Announce: New features. Extra Small Instance, Remote Desktop, Full IIS, Virtual Network, Elevated Privileges, Windows Server 2008 R2 Roles, Multiple Administrators. All of these are coming before the end of the year.
Channel 9 - big bet on Windows Azure, now running on Azure not on-premise. New Windows Azure management portal. Big improvement. Channel 9 service has two roles, Memcached and Channel9view (web role, hosting the site); two instances of the latter. Connect button to use Remote Desktop to connect directly to the server. Uses Process Explorer.
Can also load Azure-based IIS into Visual Studio.
Channel 9 encodes video into 8 different formats. Uses EvNet Video Publisher. Uses a Hyper-V VM installed in the cloud. Uses virtual networking feature to provide domain access to that machine. Can mix and match on premise network resources with cloud-hosted resources. They all work the same way.
Mark gone, Bob M. back.
Microsoft app demo. Will be in CTP next year: Visual Studio Team Foundation Server on Windows Azure.
Brian Harry, Technical Fellow for the Demo
Software development collaboration solution. Today, TFS is on-premise only. In the cloud, access from anywhere around the globe. Sign in with Active Directory only in current version, but adding Live ID, Google, Yahoo!, Facebook, and more for the cloud version. Corporate identity. The developer experience in VS is no different from current version.
New and updated services announcing today
Access Control service with more providers, Caching, and Service Bus with durable message support on Windows Azure.

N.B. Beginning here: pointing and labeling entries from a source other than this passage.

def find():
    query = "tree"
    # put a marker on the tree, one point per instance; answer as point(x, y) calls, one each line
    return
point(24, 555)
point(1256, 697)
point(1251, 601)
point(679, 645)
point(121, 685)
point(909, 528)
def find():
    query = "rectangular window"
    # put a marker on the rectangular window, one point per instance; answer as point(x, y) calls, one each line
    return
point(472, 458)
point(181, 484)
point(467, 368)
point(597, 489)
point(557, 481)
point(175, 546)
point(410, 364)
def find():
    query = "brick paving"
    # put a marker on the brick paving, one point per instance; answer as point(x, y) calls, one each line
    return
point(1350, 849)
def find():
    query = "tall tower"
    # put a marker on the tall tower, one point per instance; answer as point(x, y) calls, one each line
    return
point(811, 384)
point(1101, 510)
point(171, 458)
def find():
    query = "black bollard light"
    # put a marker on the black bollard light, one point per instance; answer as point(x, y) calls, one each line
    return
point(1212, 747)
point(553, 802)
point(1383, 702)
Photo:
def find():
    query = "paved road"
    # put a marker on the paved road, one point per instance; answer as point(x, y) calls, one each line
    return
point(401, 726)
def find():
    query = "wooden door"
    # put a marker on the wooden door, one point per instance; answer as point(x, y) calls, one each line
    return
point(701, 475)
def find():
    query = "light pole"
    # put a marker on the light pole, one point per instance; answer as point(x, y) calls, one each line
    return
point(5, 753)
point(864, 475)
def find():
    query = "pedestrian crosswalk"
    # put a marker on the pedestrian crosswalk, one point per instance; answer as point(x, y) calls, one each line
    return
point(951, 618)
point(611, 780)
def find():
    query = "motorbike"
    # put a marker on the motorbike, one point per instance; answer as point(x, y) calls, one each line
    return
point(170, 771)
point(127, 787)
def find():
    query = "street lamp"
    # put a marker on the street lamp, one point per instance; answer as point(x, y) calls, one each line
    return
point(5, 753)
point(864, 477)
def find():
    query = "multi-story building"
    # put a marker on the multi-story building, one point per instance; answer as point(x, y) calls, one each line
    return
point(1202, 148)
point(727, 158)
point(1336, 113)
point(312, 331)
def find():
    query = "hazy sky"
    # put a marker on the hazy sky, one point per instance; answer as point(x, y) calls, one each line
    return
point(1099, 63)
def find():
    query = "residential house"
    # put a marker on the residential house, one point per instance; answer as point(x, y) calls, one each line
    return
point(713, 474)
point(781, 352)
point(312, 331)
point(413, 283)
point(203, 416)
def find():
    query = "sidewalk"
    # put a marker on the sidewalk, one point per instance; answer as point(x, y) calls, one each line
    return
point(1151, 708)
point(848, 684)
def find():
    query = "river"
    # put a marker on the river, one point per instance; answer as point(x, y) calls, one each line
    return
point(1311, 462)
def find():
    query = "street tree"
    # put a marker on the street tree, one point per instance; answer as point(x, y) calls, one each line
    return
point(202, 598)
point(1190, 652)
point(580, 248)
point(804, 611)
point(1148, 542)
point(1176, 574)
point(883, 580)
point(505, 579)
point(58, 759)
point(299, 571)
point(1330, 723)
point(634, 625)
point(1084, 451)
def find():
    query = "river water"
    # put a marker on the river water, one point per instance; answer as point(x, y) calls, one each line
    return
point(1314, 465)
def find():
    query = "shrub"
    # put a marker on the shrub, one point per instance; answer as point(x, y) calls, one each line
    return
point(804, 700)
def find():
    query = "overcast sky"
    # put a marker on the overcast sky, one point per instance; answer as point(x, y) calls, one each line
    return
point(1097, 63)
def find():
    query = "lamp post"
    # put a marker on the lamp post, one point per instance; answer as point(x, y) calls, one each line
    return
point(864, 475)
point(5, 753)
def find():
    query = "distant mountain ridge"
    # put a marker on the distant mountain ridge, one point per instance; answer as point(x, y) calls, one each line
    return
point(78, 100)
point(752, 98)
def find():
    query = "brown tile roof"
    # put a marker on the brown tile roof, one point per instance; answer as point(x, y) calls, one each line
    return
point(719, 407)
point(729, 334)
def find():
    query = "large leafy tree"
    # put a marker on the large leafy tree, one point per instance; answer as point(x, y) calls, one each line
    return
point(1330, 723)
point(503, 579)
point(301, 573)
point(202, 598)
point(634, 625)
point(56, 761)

Reporting and Data Sync on SQL Azure.
DEMO: Don Box and Jonathan Carter
Don is loud.
Bob M back, I assume to wrap it up.
I guess not
Announce: Windows Azure Marketplace
Windows Azure DataMarket for data providers available now
You gotta have a marketplace, I guess.
OK, I have lunch, and then a couple of meetings, and then the Windows Weekly podcast. By the way, if you're a Mystery Science Theater fan, the Rifftrax guys are doing a live satellite broadcast to local theaters tonight. I'll be watching with friends in Redmond.